La cité de Mangina, dans le territoire de Beni au Nord-Kivu, a de nouveau été frappée par une attaque sanglante attribuée aux rebelles des Forces démocratiques alliées (ADF).

Selon plusieurs sources locales, près de dix civils ont été tués mercredi soir lors d’une incursion violente qui a également entraîné la destruction de plusieurs biens.

D’après des témoignages recueillis sur place, les assaillants ont fait irruption dans certains quartiers de la cité avant de s’en prendre aux habitants. Plusieurs maisons ont été incendiées, tout comme des motos appartenant à des civils, provoquant un mouvement de panique parmi la population.

« Les habitants ont passé la nuit dans la peur. Plusieurs familles ont fui leurs domiciles après avoir entendu des coups de feu et vu des maisons partir en fumée », a confié un notable local sous couvert d’anonymat.

Au moment de la rédaction de cet article, les autorités n’avaient pas encore communiqué un bilan officiel définitif. Toutefois, des sources de la société civile évoquent un lourd tribut humain, avec près de dix personnes tuées et plusieurs autres portées disparues.

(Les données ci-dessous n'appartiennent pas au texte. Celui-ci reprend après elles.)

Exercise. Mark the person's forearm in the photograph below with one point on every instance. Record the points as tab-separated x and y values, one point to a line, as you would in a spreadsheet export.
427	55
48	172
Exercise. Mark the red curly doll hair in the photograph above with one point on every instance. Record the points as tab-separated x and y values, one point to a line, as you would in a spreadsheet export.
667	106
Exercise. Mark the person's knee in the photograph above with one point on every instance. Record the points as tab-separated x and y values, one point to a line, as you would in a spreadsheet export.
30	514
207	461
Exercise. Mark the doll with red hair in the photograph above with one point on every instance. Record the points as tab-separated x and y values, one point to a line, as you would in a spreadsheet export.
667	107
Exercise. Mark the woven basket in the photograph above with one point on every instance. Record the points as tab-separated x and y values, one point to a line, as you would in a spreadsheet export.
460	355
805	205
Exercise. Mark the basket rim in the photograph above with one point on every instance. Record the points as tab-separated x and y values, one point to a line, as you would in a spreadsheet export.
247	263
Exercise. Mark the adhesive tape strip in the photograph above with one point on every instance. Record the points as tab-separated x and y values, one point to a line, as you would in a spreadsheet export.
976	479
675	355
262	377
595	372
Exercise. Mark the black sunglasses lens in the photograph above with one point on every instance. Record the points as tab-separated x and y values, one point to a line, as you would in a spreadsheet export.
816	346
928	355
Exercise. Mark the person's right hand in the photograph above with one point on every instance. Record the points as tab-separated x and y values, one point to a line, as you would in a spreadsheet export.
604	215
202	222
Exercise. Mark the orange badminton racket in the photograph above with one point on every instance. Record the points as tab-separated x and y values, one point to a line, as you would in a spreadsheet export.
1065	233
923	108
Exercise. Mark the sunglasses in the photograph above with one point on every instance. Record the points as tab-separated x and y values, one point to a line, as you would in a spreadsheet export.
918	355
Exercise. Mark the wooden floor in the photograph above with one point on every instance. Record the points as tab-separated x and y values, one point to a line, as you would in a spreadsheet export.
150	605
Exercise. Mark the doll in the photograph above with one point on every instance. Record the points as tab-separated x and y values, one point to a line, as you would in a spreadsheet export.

Une deuxième attaque en moins de 24 heures

Cette nouvelle tragédie intervient moins de vingt-quatre heures après une précédente attaque survenue dans la même cité de Mangina. Cette offensive avait coûté la vie à quatre civils, selon des sources locales.

Pour les acteurs de la société civile, cette succession d’attaques illustre la persistance de l’insécurité dans la région malgré les opérations militaires menées contre les groupes armés.

« Nous assistons à une recrudescence inquiétante des violences. Les populations continuent de payer un lourd prix alors que les attaques se répètent dans plusieurs localités du territoire de Beni », a déploré un responsable communautaire de la région.

Une population toujours vulnérable

Depuis plusieurs années, le territoire de Beni demeure l’un des principaux foyers d’insécurité dans l’est de la République démocratique du Congo. Les ADF, groupe armé d’origine ougandaise affilié à l’organisation État islamique selon plusieurs rapports internationaux, sont régulièrement accusés de massacres de civils, d’enlèvements et de destructions de villages.

Face à cette nouvelle attaque, de nombreux habitants appellent au renforcement de la protection des civils et à une réponse sécuritaire plus efficace.

« Nous avons besoin d’une présence sécuritaire permanente. Chaque attaque plonge davantage la population dans la peur et l’incertitude », a déclaré un habitant de Mangina joint par téléphone.

Alors que les recherches se poursuivent pour établir le bilan exact de cette attaque, la population de Mangina se retrouve une fois de plus confrontée à une violence qui semble ne connaître aucun répit.